Um jambeiro no Maranhão

Texto de Toinho Castro —


Estava eu a visitar uma comunidade quilombola lá no Maranhão, quando vi um jambeiro enorme. O chão de terra aos seus pés estava coberto do tapete aveludado e magenta de suas flores. Dias depois, pensei que deveria ter fotografado. Mas há coisas que não fotografo, pra guardar na memória. E contar pras pessoas como eu me recordo, sem o testemunho das fotografias. Sinto que as fotos, que tanto tiro por aí, sequestram minha imaginação, e paralisam o instante que deveria ser dinâmico na minha memória. Talvez digam os estudiosos da fotografia que ela é qualquer coisa, menos estática. Talvez seja verdade… mas ainda assim, cada fotografia que tiro me impede de lembrar o que vi.

Então, aquele jambeiro, com seu denso tapete de flores, lá na comunidade de recurso, no Maranhão, é um fotograma límpido e inacessível aos demais, na minha memória. Deve estar a caminho a tecnologia que lerá nossas mentes e fará JPGs da nossa memória, ou dos nossos sonhos. Mas por ora, o jambeiro é um redemoinho alojado na minha rede de neurônios. Em algum lugar do meu cérebro, que nem eu sei onde é. Algo que, no fim das contas, não existe.

Esse dia em que vi o jambeiro e seu tapete magenta de flores cobrindo o chão, era 4 de abril, aniversário do meu pai que já morreu. Data auspiciosa. Ao chegar no Maranhão, lembrei muito de seu Antonio, como todos o chamavam, porque para lá ele diversas vezes, ao longo de seus trajetos Brasil adentro. Íamos, quando eu pequeno, para o aeroporto, para poder falar com ele nas cabines da Telpe, a companhia telefônica de então. Do outro lado da linha, meu pai em São Luís, ou Imperatriz. Sua voz, agora um fantasma. Escrevi um poema sobre isso no Imbiribeira, meu livro que escrevi pra ele, pra minha mãe, para meus irmãos.

meu pai, seu antonio, está morto
mas bem poderia estar em belém
ou imperatriz, ou mesmo santarém
olhando os navios no cais do porto

posso recuperar a sua voz espectral
numa ligação direta a distância
por meio de uma mágica substância
que torne tudo ainda mais irreal

enfim, a morte do meu pai já se deu
restamos minha mãe, meus irmãos e eu
e uma certa noite congelada na memória

noite esquecida dos livros de história
no aeroporto minha mãe, meus irmãos e eu
ouvindo a voz do meu pai que já morreu

É possível que meu pai, seu Antonio, tenha passado por Santa Rita, onde fica Recurso e seu jambeiro (agora meu) no longo caminho entre São Luís e Imperatriz. É possível que existisse já esse jambeiro, próximo à ferrovia, talvez um jambeiro filhote ainda. Jamais saberemos. Jamais saberei.

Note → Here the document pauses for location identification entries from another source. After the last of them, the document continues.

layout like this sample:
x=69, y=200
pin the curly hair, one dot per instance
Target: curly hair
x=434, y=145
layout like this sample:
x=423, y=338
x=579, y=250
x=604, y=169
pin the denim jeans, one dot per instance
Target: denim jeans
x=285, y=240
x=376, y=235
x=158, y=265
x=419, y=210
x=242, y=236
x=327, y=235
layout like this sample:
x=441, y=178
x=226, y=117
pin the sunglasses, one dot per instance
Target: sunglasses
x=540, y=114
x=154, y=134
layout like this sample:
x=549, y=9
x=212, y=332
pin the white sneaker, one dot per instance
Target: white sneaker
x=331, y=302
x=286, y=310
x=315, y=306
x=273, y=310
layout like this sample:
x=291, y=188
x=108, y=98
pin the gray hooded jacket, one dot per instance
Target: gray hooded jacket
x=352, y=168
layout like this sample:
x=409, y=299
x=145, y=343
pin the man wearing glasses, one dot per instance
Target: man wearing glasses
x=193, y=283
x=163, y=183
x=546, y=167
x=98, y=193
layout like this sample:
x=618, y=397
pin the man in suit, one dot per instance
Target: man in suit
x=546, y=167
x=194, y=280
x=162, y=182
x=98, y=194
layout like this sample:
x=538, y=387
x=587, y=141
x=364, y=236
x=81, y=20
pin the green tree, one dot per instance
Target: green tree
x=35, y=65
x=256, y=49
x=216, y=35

Lembrou-me, pois, esse jambeiro, os jambeiros que minha mãe plantou, no edifício Inês, em que vivíamos na Imbiribeira. Três jambeiros que cresceram frondosos, essa palavra maravilhosa, e que produziram seus tapetes de flores. Até que foram cortados por uma vizinha que achava que as flores e folhas eram sujeira. Violência é o nome disso. Minha mãe sentiu-se particularmente atingida. Era algo contra ela, contra sua alma. Ela amava os jambeiros e seus veludos magenta sobre o chão. Queriam cimentar tudo, cessar as flores e os sombreados. Eliminar essa coisa incômoda chamada vida. Talvez seja o jambeiro nossa planta familiar. Por isso me emocionei ao vê-lo em Recurso, no dia do aniversário do meu pai, que morreu. Num mundo remoto que ele habitou, percorreu, sem ter tirado fotos.

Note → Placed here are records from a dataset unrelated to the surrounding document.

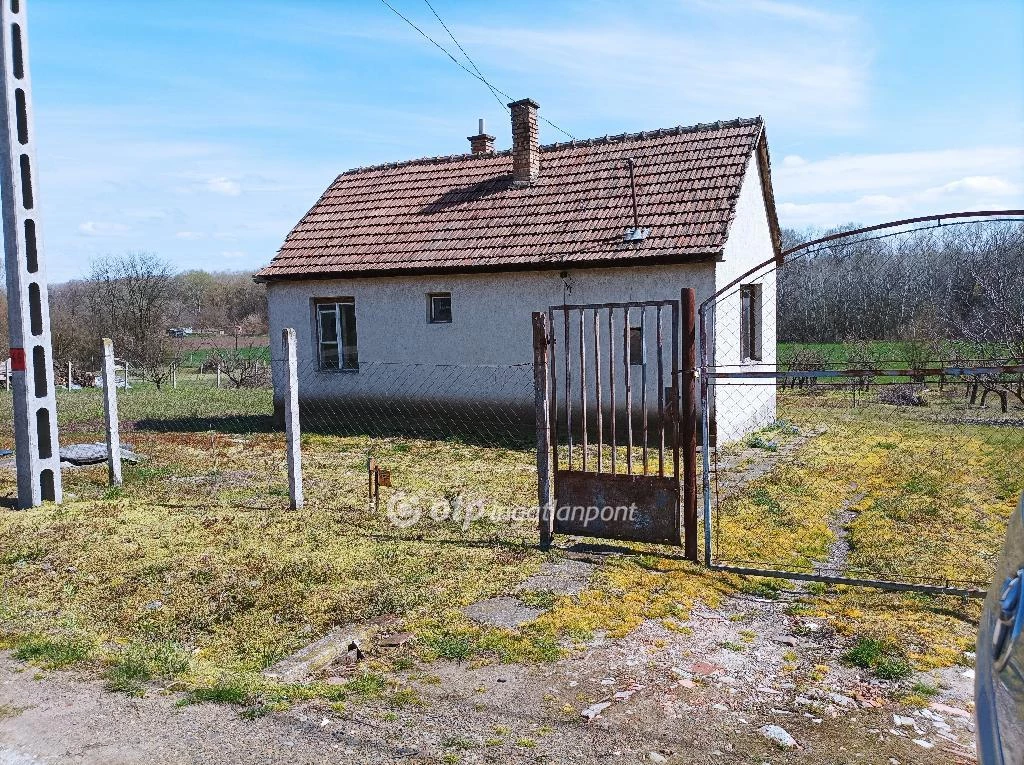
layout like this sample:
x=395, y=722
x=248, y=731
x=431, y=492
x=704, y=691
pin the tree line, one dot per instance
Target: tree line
x=958, y=286
x=135, y=298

De volta ao Rio, dias atrás, vi numa rede social as fotos que uma amiga, Angela, publicou da floração dos jambeiros. Ariano Suassuna fala num poema dos “…ouros das acácias do Recife / nos cabelos de sol-pela-manhã“. Joaquim Cardozo e Mauro Mota escreveram sobre os cajueiros e não faltou quem cantasse o verde dos canaviais. Não sei se há poemas sobre os jambeiros e sua floração atapetando nossas ruas, nossas memórias. O jambeiro distante, lá em Recurso, se conecta ao meu pai, e aos jambeiros de minha mãe e sua alma.

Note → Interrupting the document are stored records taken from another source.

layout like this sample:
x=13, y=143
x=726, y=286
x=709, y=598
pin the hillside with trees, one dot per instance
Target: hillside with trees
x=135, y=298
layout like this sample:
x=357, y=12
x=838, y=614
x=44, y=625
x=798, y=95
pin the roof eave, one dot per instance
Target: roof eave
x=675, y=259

Arrastamos assim os vagões dos dias, todos ligados uns aos outros. Cada um carregando sua preciosidade, uma BR no Maranhão, a voz de seu Antonio na cabine da Telpe, dona Lenira lamentando seus jambeiros perdidos.

A leitura do mundo,
da nossa rua e dos vizinhos,
o significado das árvores cortadas
no jardim de nosso prédio
e o jasmim noturno
passavam através de suas palavras.

E agora, também, esse jambeiro altivo, tão verde, majestosamente adornado por uma densa camada de flores no chão de terra aos seus pés. Flores como se fossem sua sombra, circular, dissipando-se nas bordas como as bordas de uma galáxia se desfazendo no oco do universo. Isso tudo diante de uma casa simples, porta e janela, paredes brancas, que a chuva salpicou de barro, ao cair por tantos anos. Essa é a imagem que eu guardo. E que agora, você, que me lê, também guarda. Já de outro jeito, de um jeito que só você sabe e vê. E essa transformação do que eu imagino naquilo que você imagina, é o que me alegra.